Русские мыслители | страница 43



Поскольку люди не в силах разрешить философских задач при помощи рассудка, на подмогу призывают историю. Но «... История есть одна из самых отсталых наук и есть наука, потерявшая свое назначение». Причина в том, что исто­рия не ответит — ибо не способна ответить — на великие вопросы, терзавшие и терзающие каждое новое людское поко­ление. Пытаясь обнаружить ответы, люди накапливают зна­ния о фактах, следующих друг за другом с течением времени, однако факты — лишь нечто второстепенное, лишь побоч­ный продукт, изучение коего (здесь-то и кроется ошибка!) превращается в самоцель. Опять же: «История не откроет нам, какое и когда было отношение между науками и худо­жествами и добрыми нравами, между добром и злом, рели­гией и гражданственностью, но она скажет нам, и то неверно, откуда пришли Гунны, где они обитали и кто был основате­лем их могущества и т. д.». По свидетельству Назарьева, быв­шего Толстому другом, тот сказал зимой 1846 года: «История <...> есть не что иное, как собрание басен и бесполезных мелочей, пересыпанных массой ненужных цифр и собствен­ных имен. Смерть Игоря, змея, ужалившая Олега, что же это, как не сказки, и кому нужно знать, что второй брак Иоанна на дочери Темрюка совершился 21 августа 1562 года, а четвер­тый, на Анне Алексеевне Колотовой, — в 1572 году?»[72]

История не вскрывает причин; история лишь являет нам пустую череду событий, коим нет объяснения. «Все пригоня­ется к известной мерке, измышленной историком. Грозный царь, о котором в настоящее время читает профессор Иванов, вдруг с 1560 года из добродетельного и мудрого превращается в бессмысленного, свирепого тирана. Как и почему, об этом уже не спрашивайте»[73]. А спустя полстолетия, в 1908 году, Толстой объявляет Гусеву: «История хороша бы была только совершенно истинная»[74].
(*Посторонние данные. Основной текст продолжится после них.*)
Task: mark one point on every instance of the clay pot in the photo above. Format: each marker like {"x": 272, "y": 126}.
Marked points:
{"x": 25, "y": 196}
Утверждение, что историю можно.— и должно — поста­вить на основу научную, стало в девятнадцатом веке изби­тым; но ряды тех, кто под «наукой» понимал исключительно естественные науки — а затем задавался вопросом: возможно ли сделать историю наукой именно в этом узком смысле? — весьма редки. Всех убежденнее и непреклоннее оказался Огюст Конт, шедший по стопам своего наставника Сен-Си­мона и старавшийся превратить историю в социологию — с невообразимыми последствиями, о коих спокойнее про­молчать. Не исключаю: изо всех мыслителей Карл Маркс — единственный, кто принял эту программу серьезнейшим образом и сделал самую смелую (правда, едва ли не самую безуспешную) попытку обнаружить общие законы, правящие историческими событиями; а опирался Маркс на выглядев­шее в те дни заманчивым сходство с биологией и анатомией, столь блистательно преобразованными в новых эволюцион­ных построениях Дарвина. Подобно Марксу — о котором, работая над «Войной и миром», он, по-видимому, еще и не слыхал, — Толстой вполне ясно разумел: коль скоро исто­рия есть наука, то безусловно возможно открыть и сфор­мулировать истинные законы истории — и, сочетая их со сведениями, полученными путем эмпирического наблюде­ния, историк сумеет предсказывать будущее (да и загляды­вать в прошлое) не менее уверенно, нежели, скажем, гео­лог или астроном. Но Толстой видел гораздо лучше Маркса и марксистов: на деле ничего подобного не достигнуто — и объявлял об этом с обычным своим догматическим просто­душием, и подкреплял свои слова доводами, выстроенными так, чтобы доказать: подобная цель не достижима вообще; и ставил точку, замечая: осуществись эти научные упования — людская жизнь, какой мы знаем ее, прекратилась бы: «Если допустить, что жизнь человеческая может управляться разумом, — то уничтожится возможность жизни [то есть произвольной деятельности, обусловленной сознанием того, что воля свободна]»[75].